A number of articles which recently appeared in the US media clearly signal that the West is acknowledging that Russia has regained its ground in the international arena.
A “safe assumption” that the “Russian military is something of a joke” is not true any more.
For 20+ years Pentagon has safely assumed the Russian military was something of a joke. A safe assumption no more. http://t.co/n7x7I7C4Ff
— John Schindler (@20committee) 15 октября 2015
However what seems to alarm Moscow’s Western partners is not “the Russian advancements in new weaponry”, but rather “an increase in professionalism and readiness”, according to The New York Times.
Russia’s military campaign in Syria has “given officials and analysts far greater insight into a military that for nearly a quarter-century after the collapse of the Soviet Union was seen as a decaying, insignificant force, one so hobbled by aging systems and so consumed by corruption that it posed little real threat beyond its borders,” the newspaper says.
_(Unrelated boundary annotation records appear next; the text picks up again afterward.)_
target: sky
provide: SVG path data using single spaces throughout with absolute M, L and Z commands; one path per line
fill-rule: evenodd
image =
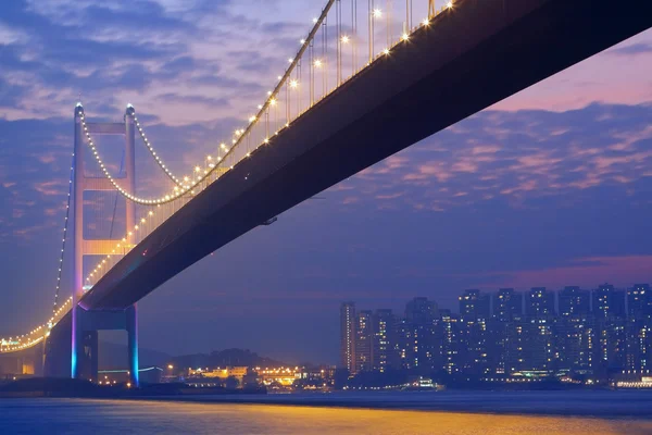
M 2 2 L 1 336 L 51 310 L 79 96 L 90 119 L 133 103 L 183 173 L 248 117 L 322 3 Z M 648 30 L 331 187 L 143 299 L 140 346 L 335 363 L 343 300 L 456 310 L 465 288 L 652 282 L 651 70 Z

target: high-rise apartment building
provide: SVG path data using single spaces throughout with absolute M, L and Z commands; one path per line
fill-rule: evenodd
M 627 289 L 627 313 L 638 318 L 652 318 L 652 290 L 649 284 L 635 284 Z
M 464 290 L 460 296 L 460 315 L 471 319 L 489 319 L 491 316 L 491 299 L 480 290 Z
M 385 372 L 389 368 L 396 368 L 398 365 L 397 320 L 391 310 L 376 310 L 373 330 L 373 369 Z
M 624 318 L 625 291 L 603 284 L 593 290 L 592 311 L 597 319 Z
M 355 372 L 355 303 L 340 307 L 340 366 Z
M 401 365 L 428 372 L 439 357 L 435 325 L 439 319 L 437 303 L 414 298 L 405 306 L 405 319 L 399 324 Z
M 527 294 L 525 313 L 530 318 L 554 315 L 554 293 L 546 287 L 532 287 Z
M 559 294 L 560 315 L 588 315 L 591 311 L 591 294 L 577 286 L 567 286 Z
M 501 288 L 493 295 L 493 315 L 501 322 L 523 315 L 523 294 L 513 288 Z
M 374 369 L 374 319 L 371 310 L 355 314 L 355 368 L 353 373 Z

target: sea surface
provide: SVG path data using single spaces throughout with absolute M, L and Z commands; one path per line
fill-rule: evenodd
M 652 391 L 0 399 L 0 434 L 652 434 Z

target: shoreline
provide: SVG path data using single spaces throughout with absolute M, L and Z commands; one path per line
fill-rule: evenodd
M 161 402 L 179 402 L 179 403 L 201 403 L 201 405 L 248 405 L 248 406 L 277 406 L 277 407 L 309 407 L 309 408 L 340 408 L 340 409 L 366 409 L 366 410 L 385 410 L 385 411 L 421 411 L 421 412 L 453 412 L 467 414 L 494 414 L 494 415 L 531 415 L 531 417 L 568 417 L 568 418 L 595 418 L 595 419 L 637 419 L 652 420 L 652 391 L 641 394 L 641 391 L 624 391 L 617 394 L 624 398 L 625 396 L 643 397 L 643 402 L 637 403 L 636 408 L 629 407 L 628 402 L 618 401 L 618 397 L 614 397 L 615 391 L 605 391 L 604 395 L 597 395 L 595 399 L 607 401 L 594 402 L 592 400 L 582 401 L 581 403 L 569 403 L 568 401 L 550 402 L 543 401 L 547 396 L 544 393 L 537 393 L 534 396 L 519 395 L 518 393 L 507 394 L 512 399 L 515 396 L 522 396 L 524 399 L 518 406 L 515 406 L 512 400 L 499 401 L 496 400 L 503 396 L 491 397 L 492 393 L 488 393 L 484 398 L 485 401 L 468 401 L 464 400 L 468 396 L 478 397 L 477 394 L 459 394 L 446 395 L 442 393 L 428 393 L 434 395 L 434 400 L 423 400 L 422 395 L 413 396 L 415 400 L 409 400 L 412 393 L 397 398 L 383 396 L 383 393 L 374 393 L 368 396 L 350 396 L 337 395 L 333 397 L 328 394 L 323 396 L 317 395 L 266 395 L 266 396 L 135 396 L 115 398 L 115 400 L 138 400 L 138 401 L 161 401 Z M 374 397 L 373 395 L 377 395 Z M 442 397 L 442 395 L 446 395 Z M 549 399 L 563 399 L 564 397 L 554 397 L 548 395 Z M 552 397 L 550 397 L 552 396 Z M 419 400 L 416 400 L 416 399 Z M 110 398 L 100 398 L 105 400 Z M 461 399 L 456 401 L 454 399 Z M 111 399 L 110 399 L 111 400 Z M 580 405 L 580 406 L 578 406 Z

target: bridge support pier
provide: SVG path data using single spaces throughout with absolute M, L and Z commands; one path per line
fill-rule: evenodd
M 138 378 L 138 311 L 136 304 L 126 310 L 92 311 L 76 307 L 76 348 L 72 349 L 73 377 L 98 381 L 98 331 L 126 331 L 129 383 L 139 386 Z
M 96 135 L 117 135 L 125 138 L 125 174 L 121 184 L 134 192 L 135 185 L 135 137 L 134 107 L 127 105 L 123 123 L 86 123 L 89 133 Z M 136 306 L 126 310 L 92 311 L 86 310 L 78 302 L 90 286 L 84 282 L 85 256 L 112 256 L 111 246 L 115 241 L 112 235 L 108 239 L 86 239 L 84 237 L 84 191 L 114 191 L 114 186 L 103 178 L 86 176 L 84 157 L 88 156 L 82 119 L 85 117 L 82 103 L 75 107 L 75 165 L 74 165 L 74 268 L 73 268 L 73 310 L 71 340 L 71 371 L 75 378 L 87 378 L 97 382 L 98 377 L 98 331 L 123 330 L 128 335 L 129 380 L 131 386 L 138 386 L 138 314 Z M 92 156 L 91 156 L 92 157 Z M 120 175 L 116 176 L 116 178 Z M 135 203 L 125 203 L 125 227 L 133 228 L 136 223 Z M 120 239 L 117 239 L 120 240 Z M 92 275 L 92 274 L 91 274 Z M 53 362 L 55 358 L 52 358 Z M 53 370 L 55 364 L 50 364 Z

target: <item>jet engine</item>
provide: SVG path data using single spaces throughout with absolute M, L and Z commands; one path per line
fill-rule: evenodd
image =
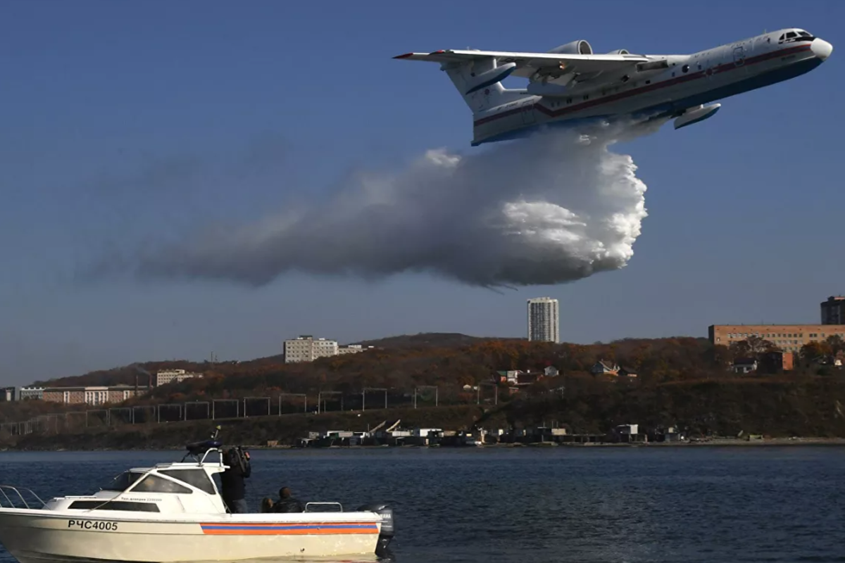
M 548 52 L 559 55 L 592 55 L 592 47 L 583 39 L 554 47 Z
M 710 106 L 696 106 L 690 107 L 675 120 L 675 129 L 685 127 L 693 123 L 703 122 L 708 117 L 712 117 L 722 107 L 722 104 L 711 104 Z

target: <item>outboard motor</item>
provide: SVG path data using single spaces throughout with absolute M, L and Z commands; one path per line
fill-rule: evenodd
M 359 506 L 358 512 L 375 512 L 381 517 L 381 532 L 379 533 L 379 545 L 376 547 L 376 555 L 379 551 L 384 552 L 393 539 L 395 533 L 395 521 L 393 519 L 393 507 L 384 502 L 371 502 L 363 506 Z

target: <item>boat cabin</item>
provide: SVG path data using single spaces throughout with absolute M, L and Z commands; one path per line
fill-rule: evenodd
M 163 513 L 226 513 L 226 505 L 212 476 L 226 469 L 218 463 L 159 463 L 117 475 L 94 495 L 61 496 L 48 501 L 47 510 L 121 511 Z

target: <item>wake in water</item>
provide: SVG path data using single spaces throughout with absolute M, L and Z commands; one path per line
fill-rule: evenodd
M 123 265 L 141 278 L 253 286 L 292 271 L 426 271 L 487 287 L 580 279 L 633 256 L 646 185 L 609 146 L 657 127 L 543 133 L 468 156 L 429 150 L 398 172 L 357 175 L 319 205 L 207 230 Z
“What continues to impress me is their ability to move a lot of stuff real far, real fast,” the outlet quotes Lt. Gen. Ben Hodges, the commander of United States Army forces in Europe, as saying in an interview.
“Taken together, the operations reflect what officials and analysts described as a little-noticed — and still incomplete — modernization that has been underway in Russia for several years, despite strains on the country’s budget” the newspaper says. And that alarms the West.
Another American news source has also expressed its alarm.
“American officials, while impressed with how quickly Russia dispatched its combat planes and helicopters to Syria, said air power had been used to only a fraction of its potential, with indiscriminate fire common and precision-guided munitions used sparingly,” says The National Interest magazine, quoting David A. Deptula, a retired three-star Air Force general who planned the American air campaigns in 2001 in Afghanistan and in the US Gulf War.
"Essentially," he said, "Russia is using their incursion into Syria as an operational proving ground."
Russia’s aviation is “often painted in the West as some sort of Potemkin village”; however, the fight against Jihadist militants in Syria has proven this “not to be the case,” The New York Times states.